Ao cruzar os portões do festival, um pavilhão portentoso de núvens fofas servia como aviso do que estava por vir, insinuando sobre as infinitas possibilidades de 14 palcos oficiais (além de alguns não anunciados). O palco principal parecia uma catedral gótica de desenho animado — o tipo de lugar que um vilão da Disney (ou o David Guetta, Avicci e Alesso) moraria. Canhões de água eram disparados e fogos de artifício e serpentinas liberados com uma frequência perturbadora. Guetta tocando seu novo remix infantil "If You're Happy and You Know It, Clap Your Hands" foi apenas levemente menos bizarro que sua participação no ano passado. Tem um número limitado de vezes que você consegue ouvir "ponha suas mãos para o alto" antes de se mudar para climas menos exigentes.

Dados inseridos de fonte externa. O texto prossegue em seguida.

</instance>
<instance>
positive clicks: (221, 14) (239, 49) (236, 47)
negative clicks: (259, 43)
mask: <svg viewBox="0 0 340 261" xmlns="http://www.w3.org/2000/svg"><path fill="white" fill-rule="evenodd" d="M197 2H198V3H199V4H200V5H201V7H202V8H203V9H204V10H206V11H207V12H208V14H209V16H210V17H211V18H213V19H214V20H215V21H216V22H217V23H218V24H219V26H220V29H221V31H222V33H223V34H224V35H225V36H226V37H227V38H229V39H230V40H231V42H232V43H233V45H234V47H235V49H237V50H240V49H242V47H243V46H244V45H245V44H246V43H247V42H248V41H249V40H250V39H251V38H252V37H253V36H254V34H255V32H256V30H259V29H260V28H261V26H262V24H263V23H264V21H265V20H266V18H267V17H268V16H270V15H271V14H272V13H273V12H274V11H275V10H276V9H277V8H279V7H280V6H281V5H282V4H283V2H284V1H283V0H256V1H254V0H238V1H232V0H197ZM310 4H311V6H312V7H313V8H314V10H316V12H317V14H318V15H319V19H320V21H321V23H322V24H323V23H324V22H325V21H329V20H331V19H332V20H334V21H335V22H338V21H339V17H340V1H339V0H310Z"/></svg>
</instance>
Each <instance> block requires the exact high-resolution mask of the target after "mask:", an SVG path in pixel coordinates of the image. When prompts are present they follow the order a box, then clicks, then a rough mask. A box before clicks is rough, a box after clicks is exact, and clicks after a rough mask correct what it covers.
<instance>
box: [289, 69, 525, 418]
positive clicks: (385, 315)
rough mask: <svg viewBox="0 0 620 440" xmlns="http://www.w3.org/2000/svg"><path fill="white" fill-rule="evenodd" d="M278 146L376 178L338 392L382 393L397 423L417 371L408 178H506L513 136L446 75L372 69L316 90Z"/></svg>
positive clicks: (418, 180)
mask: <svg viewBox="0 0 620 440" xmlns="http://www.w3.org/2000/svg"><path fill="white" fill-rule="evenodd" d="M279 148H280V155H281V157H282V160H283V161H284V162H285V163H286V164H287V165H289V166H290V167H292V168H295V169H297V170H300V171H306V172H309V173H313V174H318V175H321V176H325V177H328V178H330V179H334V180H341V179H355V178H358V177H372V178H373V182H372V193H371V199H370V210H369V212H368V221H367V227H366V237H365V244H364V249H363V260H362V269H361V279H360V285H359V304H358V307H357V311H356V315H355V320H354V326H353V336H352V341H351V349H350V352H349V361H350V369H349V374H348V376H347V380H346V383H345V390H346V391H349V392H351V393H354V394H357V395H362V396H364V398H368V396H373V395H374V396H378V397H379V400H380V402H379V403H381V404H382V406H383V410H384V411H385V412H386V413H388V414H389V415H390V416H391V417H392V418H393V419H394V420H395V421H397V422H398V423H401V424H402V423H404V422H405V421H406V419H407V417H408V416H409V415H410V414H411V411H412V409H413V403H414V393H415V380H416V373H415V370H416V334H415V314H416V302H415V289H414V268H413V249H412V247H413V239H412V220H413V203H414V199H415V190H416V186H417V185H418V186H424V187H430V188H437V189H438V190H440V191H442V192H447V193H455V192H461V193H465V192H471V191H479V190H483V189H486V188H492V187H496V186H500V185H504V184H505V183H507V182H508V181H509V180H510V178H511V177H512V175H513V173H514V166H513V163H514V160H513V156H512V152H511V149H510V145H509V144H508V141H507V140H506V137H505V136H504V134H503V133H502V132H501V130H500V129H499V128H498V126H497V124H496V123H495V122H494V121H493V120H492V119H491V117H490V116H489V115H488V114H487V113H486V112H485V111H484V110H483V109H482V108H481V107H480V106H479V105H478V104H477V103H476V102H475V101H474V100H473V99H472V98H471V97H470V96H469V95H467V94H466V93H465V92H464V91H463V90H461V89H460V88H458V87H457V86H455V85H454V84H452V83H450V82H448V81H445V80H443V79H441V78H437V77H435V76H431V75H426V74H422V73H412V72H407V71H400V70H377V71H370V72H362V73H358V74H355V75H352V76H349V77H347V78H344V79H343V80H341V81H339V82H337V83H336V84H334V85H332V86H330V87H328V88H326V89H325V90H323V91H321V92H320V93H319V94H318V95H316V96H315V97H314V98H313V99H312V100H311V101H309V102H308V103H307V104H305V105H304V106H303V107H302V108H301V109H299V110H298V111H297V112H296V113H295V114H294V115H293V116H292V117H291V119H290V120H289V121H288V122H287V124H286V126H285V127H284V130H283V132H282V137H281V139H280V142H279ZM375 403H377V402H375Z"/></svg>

A programação musical do Tomorrowland favorece sons distintivamente europeus como big room, trance, techno, house e hardstyle. Mesmo nas ocasiões que os DJs abraçam uma nova estética ou marcas americanas, tudo parece visto através de uma lente holandêsa. O Barong Family Stage foi a única incursão do trap do fim de semana, mas foi apresentado pelos twerkers de Amsterdã, Yellow Claw. Dim Mak foi o único selo americano a ter seu próprio palco, mas seus sons eram baseados no big room.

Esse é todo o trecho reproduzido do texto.